DATA MINING
Desktop Survival Guide
by Graham Williams

Exploring Data

As a data miner we really need to live and breathe our data. Even before we start building our data mining models we can gain significant insights through checking and exploring the data. These insights can also deliver new discoveries to our clients--discoveries that can offer benefits early on in a data mining project.

Through exploring our data we can discover what the data looks like, the boundaries of the data (like the minimum and maximum values), its numeric characteristics (like the average value), and how the data is distributed (like how spread out the data is). The data begins to tell us a story, and we need to build and understand that story for ourselves. By capturing that story, we can communicate the story back to our clients.

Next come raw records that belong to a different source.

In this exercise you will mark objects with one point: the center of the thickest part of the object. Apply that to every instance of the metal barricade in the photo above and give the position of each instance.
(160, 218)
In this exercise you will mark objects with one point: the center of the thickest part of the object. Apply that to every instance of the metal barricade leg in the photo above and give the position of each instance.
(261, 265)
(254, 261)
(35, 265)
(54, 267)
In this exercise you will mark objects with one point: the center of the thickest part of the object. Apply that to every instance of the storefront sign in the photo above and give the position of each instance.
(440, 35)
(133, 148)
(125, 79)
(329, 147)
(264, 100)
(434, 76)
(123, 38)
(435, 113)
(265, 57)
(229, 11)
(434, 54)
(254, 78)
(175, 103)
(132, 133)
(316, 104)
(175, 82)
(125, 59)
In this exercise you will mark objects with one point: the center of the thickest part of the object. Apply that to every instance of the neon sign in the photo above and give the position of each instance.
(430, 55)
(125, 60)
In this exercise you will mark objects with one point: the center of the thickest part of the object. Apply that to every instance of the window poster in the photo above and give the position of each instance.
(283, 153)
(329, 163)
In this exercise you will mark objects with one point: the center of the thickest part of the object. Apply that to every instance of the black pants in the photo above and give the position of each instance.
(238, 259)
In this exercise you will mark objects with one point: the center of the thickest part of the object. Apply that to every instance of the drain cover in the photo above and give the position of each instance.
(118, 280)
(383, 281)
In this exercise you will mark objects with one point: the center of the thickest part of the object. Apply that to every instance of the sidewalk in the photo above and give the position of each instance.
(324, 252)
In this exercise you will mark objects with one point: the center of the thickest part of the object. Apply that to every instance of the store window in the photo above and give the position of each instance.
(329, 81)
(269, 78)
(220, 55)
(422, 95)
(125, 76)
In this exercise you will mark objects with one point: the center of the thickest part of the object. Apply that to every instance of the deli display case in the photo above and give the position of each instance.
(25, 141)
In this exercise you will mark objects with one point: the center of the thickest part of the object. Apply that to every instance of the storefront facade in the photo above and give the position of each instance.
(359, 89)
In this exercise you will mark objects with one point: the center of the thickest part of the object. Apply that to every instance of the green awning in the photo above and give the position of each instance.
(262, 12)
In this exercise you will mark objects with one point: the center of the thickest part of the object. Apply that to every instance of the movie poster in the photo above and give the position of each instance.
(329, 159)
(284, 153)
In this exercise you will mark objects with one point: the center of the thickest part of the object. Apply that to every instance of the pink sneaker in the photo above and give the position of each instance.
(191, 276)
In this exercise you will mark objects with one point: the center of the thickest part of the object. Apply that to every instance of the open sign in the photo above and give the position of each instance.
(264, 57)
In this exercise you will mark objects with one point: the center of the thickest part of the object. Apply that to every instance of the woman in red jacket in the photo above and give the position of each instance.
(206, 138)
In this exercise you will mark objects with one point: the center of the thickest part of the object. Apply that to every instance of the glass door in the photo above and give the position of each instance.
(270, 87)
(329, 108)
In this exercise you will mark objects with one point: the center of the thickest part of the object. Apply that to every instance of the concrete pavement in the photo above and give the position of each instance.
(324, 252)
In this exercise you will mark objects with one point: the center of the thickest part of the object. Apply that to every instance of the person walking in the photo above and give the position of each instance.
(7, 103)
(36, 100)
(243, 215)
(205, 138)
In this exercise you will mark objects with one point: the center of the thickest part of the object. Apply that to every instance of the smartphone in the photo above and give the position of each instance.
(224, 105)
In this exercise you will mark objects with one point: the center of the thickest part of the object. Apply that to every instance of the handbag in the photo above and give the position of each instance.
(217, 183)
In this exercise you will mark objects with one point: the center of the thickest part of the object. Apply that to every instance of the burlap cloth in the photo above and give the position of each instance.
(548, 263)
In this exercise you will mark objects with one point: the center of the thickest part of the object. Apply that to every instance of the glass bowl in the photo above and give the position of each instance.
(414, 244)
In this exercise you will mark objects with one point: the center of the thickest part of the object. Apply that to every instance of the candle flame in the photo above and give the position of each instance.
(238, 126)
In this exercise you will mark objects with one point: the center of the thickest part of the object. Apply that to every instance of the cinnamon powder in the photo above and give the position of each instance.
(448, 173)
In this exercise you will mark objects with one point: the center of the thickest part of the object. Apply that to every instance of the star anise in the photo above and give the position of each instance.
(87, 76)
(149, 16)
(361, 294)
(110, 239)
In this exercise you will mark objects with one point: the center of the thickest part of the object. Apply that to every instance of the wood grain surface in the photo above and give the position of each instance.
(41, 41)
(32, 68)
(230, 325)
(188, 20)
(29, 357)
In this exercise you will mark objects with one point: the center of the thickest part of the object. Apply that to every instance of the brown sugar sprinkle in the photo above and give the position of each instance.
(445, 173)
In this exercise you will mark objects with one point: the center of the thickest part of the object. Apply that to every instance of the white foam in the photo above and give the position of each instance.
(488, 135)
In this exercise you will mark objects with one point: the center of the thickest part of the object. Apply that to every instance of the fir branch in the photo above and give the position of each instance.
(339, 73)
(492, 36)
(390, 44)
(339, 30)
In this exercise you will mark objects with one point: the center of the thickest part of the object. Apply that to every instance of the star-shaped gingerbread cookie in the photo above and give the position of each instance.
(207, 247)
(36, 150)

This task of exploratory data analysis (often abbreviated as EDA), which generally involves getting a basic understanding of a dataset. Statistics, the fundamental tool here, is essentially about uncertainty--to understand it and thereby to make allowance for it. It also provides a framework for understanding the discoveries made in data mining. Discoveries need to be statistically sound and statistically significant--uncertainty associated with modelling needs to be understood.

We explore the shape or distribution of our data before we begin mining. Through this exploration we begin to understand the ``lay of the land,'' just as a miner works to understand the terrain before blindly digging for gold. Through this exploration we may identify problems with the data, including missing values, noise and erroneous data, and skewed distributions. This will then drive our choice of tools for preparing and transforming our data and for mining it.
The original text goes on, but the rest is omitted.